Les rencontres qu’il fait avec des personnes spécialisées confirment chez lui l’idée que celles-ci sont quasi les seules à continuer actuellement les recherches sur les psychotropes à usage thérapeutique en Europe. Mais si des recherches sur la psilocybine ont beau être menées, Mathias ne trouve aucune trace de tests cliniques effectués sur des personnes atteintes de troubles bipolaires.

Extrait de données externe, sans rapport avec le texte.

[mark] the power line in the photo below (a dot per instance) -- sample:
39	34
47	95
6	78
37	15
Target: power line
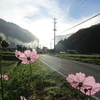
81	22
74	8
66	8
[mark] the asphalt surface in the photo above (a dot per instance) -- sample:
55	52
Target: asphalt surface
65	67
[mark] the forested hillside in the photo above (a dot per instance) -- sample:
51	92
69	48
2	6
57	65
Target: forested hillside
84	41
14	31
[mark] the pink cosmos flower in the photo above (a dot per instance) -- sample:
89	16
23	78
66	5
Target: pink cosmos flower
28	57
92	90
80	81
17	53
22	98
5	77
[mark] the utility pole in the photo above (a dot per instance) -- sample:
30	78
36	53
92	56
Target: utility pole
54	32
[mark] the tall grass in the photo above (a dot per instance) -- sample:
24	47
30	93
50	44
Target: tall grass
45	84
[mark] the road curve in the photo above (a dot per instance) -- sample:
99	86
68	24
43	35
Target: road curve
65	67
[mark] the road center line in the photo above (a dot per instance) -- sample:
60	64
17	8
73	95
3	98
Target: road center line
95	97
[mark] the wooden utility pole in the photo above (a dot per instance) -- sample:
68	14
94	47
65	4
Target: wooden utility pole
54	32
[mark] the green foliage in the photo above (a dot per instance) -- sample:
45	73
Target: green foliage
45	83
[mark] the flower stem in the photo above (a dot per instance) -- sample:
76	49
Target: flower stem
1	74
31	71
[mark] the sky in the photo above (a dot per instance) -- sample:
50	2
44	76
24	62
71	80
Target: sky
37	16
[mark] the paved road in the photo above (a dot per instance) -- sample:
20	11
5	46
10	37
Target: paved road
65	67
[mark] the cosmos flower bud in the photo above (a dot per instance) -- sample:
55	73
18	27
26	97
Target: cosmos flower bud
5	43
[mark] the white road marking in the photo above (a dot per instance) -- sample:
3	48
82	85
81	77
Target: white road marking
93	96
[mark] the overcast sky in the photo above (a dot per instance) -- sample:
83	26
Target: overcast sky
37	15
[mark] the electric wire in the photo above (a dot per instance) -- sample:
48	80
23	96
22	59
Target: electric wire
81	23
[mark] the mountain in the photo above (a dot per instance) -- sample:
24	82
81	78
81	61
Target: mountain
84	41
16	32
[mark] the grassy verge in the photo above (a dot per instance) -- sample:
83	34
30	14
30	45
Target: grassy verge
93	59
44	85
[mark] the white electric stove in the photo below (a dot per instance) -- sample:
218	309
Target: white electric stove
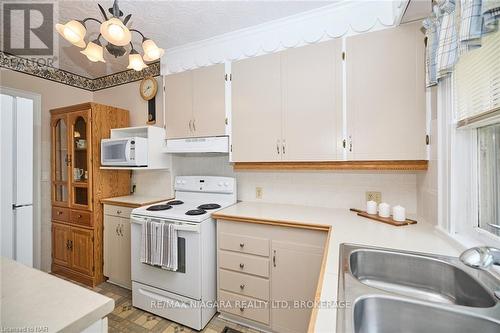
188	295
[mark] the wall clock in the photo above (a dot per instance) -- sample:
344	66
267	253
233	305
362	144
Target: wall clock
148	89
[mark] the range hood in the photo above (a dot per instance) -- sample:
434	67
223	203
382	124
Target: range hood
213	144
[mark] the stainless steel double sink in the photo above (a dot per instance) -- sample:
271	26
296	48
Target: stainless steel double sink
396	291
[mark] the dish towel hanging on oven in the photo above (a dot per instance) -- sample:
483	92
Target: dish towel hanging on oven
159	245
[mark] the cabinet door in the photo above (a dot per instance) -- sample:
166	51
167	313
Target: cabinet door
209	105
123	273
81	160
111	245
386	94
179	105
294	277
61	236
312	87
82	250
256	109
60	157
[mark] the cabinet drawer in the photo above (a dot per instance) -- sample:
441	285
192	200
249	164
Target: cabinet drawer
117	211
244	244
244	263
81	218
60	214
244	284
245	307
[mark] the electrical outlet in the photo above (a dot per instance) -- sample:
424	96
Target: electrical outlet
374	196
258	192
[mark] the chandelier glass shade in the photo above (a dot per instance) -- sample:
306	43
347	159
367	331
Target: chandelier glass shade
118	36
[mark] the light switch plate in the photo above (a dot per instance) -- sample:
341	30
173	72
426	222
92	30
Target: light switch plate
375	196
258	192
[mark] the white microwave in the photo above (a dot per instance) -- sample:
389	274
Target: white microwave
124	152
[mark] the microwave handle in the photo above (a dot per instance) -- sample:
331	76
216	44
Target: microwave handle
127	151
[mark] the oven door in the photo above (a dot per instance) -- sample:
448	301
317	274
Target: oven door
186	280
115	152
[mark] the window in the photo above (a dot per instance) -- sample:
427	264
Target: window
489	178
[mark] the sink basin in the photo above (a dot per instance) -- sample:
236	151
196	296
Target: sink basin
391	315
420	277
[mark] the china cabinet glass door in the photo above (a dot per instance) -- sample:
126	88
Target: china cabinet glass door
80	159
60	161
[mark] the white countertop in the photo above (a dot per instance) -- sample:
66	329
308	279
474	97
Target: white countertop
134	200
31	298
346	227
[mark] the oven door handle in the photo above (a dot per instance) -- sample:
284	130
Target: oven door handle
190	227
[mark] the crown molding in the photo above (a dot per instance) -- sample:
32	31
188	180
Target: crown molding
341	19
30	67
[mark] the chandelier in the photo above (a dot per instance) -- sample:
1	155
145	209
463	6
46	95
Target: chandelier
115	32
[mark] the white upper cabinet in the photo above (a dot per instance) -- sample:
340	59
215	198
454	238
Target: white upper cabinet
256	109
312	88
195	103
179	105
287	106
386	113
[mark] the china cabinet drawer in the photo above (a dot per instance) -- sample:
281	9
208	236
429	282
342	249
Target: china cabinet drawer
117	211
244	244
60	214
244	284
245	307
244	263
81	218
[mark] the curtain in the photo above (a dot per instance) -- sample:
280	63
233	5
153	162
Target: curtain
454	28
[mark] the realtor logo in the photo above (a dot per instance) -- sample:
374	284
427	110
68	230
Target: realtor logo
28	29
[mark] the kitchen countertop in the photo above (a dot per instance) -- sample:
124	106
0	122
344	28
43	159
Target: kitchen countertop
344	227
31	298
133	201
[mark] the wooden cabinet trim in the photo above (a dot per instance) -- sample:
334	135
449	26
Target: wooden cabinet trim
403	165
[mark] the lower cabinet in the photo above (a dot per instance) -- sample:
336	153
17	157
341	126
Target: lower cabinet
72	248
117	245
268	275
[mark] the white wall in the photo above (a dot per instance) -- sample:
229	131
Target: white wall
321	188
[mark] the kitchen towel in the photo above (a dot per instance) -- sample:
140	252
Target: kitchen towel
159	245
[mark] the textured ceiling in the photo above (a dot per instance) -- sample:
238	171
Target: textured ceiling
170	23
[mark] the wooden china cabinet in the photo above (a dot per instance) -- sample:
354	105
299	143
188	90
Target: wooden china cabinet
78	185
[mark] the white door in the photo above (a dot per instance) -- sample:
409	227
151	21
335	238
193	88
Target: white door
17	178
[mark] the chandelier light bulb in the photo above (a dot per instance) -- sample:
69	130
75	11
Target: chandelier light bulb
135	61
73	31
94	52
151	50
115	32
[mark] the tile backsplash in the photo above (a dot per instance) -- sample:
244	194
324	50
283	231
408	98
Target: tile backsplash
323	189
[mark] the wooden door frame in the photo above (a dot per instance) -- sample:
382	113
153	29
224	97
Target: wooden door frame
37	167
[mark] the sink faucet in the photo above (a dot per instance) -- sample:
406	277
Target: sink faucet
481	257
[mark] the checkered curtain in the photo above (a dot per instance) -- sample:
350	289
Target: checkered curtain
454	28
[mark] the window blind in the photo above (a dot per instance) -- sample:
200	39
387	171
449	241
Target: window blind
477	83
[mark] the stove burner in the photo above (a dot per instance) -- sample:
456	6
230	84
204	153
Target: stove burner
209	206
195	212
159	207
175	202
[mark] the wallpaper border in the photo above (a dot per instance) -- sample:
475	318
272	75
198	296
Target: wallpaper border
30	67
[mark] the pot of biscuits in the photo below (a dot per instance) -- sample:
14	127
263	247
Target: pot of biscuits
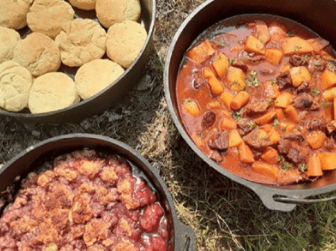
63	61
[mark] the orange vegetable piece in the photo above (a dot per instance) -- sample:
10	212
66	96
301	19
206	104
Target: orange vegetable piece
283	100
292	114
253	44
228	124
270	155
328	79
316	139
236	78
221	65
265	169
314	167
245	154
216	86
265	119
274	136
240	100
226	97
299	75
293	45
191	107
328	160
273	56
235	139
201	52
330	94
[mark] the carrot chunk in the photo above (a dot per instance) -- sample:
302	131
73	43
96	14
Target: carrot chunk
240	100
201	52
314	167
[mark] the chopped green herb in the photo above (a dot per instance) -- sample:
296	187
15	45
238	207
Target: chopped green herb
237	115
286	165
276	122
232	60
325	104
279	158
315	92
303	167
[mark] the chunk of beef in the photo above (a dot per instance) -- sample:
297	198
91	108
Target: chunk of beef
255	108
298	60
208	119
316	64
284	146
316	124
255	140
284	80
219	142
294	135
331	126
245	126
240	64
295	156
303	101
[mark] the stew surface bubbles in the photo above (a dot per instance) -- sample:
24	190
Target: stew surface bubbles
256	94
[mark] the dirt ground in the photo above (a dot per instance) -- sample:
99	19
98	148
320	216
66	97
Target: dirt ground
224	214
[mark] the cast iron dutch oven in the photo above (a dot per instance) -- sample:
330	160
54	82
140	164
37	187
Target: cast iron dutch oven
182	238
319	16
111	94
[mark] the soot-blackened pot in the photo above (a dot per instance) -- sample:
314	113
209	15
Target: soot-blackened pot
319	16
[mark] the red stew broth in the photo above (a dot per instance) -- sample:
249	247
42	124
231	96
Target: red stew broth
192	85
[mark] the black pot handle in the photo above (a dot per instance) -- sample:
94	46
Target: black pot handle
185	238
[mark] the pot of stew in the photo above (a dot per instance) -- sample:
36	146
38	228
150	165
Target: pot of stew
87	192
251	87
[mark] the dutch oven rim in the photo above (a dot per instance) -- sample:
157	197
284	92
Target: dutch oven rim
31	117
267	193
184	236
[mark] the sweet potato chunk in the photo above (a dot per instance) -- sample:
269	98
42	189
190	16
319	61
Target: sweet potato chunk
245	154
221	65
270	155
273	56
328	79
240	100
201	52
191	107
299	75
316	139
293	45
226	97
265	169
314	167
236	78
328	160
235	139
283	100
253	44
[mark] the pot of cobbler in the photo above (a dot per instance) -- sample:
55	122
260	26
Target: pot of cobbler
87	192
250	86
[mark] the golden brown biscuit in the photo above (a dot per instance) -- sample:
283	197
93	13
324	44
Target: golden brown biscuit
13	13
84	4
110	12
48	16
94	76
38	53
51	92
124	42
81	41
8	41
15	83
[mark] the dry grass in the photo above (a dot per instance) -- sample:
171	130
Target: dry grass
224	214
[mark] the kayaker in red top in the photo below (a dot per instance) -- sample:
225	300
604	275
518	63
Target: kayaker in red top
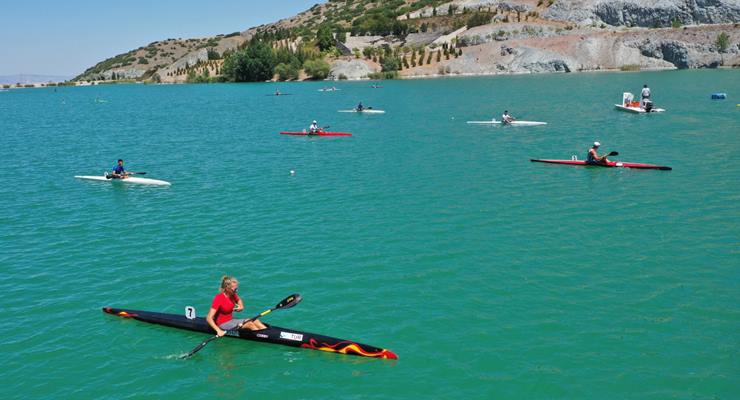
224	304
593	157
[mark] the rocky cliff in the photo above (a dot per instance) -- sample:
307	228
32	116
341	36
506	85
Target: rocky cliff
473	37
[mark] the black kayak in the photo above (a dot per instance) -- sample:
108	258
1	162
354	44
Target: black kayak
273	334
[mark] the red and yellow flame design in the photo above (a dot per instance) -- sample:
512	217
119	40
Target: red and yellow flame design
347	347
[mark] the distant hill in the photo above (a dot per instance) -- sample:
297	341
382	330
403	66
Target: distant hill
471	37
25	79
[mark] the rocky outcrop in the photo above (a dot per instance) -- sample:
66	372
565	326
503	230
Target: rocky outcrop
682	55
351	69
461	6
645	13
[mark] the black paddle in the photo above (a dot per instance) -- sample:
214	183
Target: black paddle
287	302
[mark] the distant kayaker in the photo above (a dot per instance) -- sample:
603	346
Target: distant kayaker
644	95
506	118
593	156
118	171
224	304
314	128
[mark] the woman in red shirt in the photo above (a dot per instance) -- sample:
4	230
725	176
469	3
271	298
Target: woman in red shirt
227	301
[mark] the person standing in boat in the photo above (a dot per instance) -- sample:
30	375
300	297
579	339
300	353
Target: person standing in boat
644	95
506	118
118	171
593	156
224	304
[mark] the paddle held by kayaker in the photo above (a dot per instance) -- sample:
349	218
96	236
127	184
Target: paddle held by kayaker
224	304
119	172
593	156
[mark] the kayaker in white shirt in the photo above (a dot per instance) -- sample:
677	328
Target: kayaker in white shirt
644	95
506	118
314	128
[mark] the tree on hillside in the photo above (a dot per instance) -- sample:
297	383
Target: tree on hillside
391	64
722	43
316	69
324	37
255	63
477	19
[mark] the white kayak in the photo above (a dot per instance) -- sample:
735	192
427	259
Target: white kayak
636	110
365	111
131	179
512	123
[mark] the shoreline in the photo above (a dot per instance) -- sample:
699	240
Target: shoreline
400	78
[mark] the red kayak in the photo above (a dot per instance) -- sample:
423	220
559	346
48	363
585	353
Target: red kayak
614	164
322	133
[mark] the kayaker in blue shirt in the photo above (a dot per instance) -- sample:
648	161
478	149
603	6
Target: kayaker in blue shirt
118	171
593	156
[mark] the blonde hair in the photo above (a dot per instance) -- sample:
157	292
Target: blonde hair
226	282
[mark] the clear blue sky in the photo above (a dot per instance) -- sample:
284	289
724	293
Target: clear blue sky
54	37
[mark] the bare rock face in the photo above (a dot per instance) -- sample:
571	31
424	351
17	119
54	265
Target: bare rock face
682	55
122	73
352	69
646	13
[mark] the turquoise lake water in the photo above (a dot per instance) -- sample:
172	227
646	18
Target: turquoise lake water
490	276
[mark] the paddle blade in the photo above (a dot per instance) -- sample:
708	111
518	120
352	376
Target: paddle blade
199	347
289	301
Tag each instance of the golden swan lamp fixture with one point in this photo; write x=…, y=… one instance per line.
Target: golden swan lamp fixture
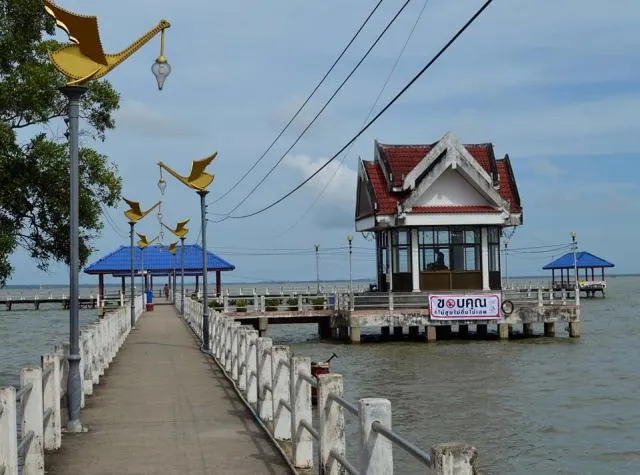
x=144, y=242
x=135, y=213
x=198, y=178
x=84, y=59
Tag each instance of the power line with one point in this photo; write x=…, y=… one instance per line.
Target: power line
x=315, y=89
x=375, y=118
x=304, y=131
x=373, y=106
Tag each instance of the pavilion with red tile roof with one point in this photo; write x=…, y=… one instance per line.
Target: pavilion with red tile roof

Il découvre aussi, dans l’histoire plus récente, l’expérience d’ingestion de la psilocybine effectuée par Robert Gordon Wasson en 1955, lors d’un rituel avec la guérisseuse mazatèque María Sabina. Indirectement, c’est cette fameuse chamane et femme de savoirs qui va avoir un impact sur la santé de sa mère. En gros, il entre quelque temps plus tard en contact avec un psychiatre-psychothérapeute formé au Mexique auprès des descendant·es de María Sabina. Après s’être assuré du potentiel des champignons hallucinogènes dans le cadre d’une utilisation thérapeutique encadrée par des professionnel·les, il propose à sa mère d’essayer la prise de psilocybes, dans le respect des protocoles chamaniques, avec le spécialiste en question.
Malgré quelques difficultés, la molécule a fait son effet au bout de quelques mois. La mère de Mathias a depuis rompu la relation avec son ancien psychiatre et opté pour une sorte de micro-dosing. Son psychothérapeute en assure le suivi tout en poursuivant les entretiens. Peu à peu, ça lui permet de rendre enfin son existence supportable et de renouer avec une vie sociale, entre autres.
Important de préciser, Mathias ne présente pas l’expérience de sa mère comme un modèle à suivre. Il faut plutôt le voir comme une réaction personnelle au désespoir et un témoignage de l’envie de voir sa mère renouer avec sa vie.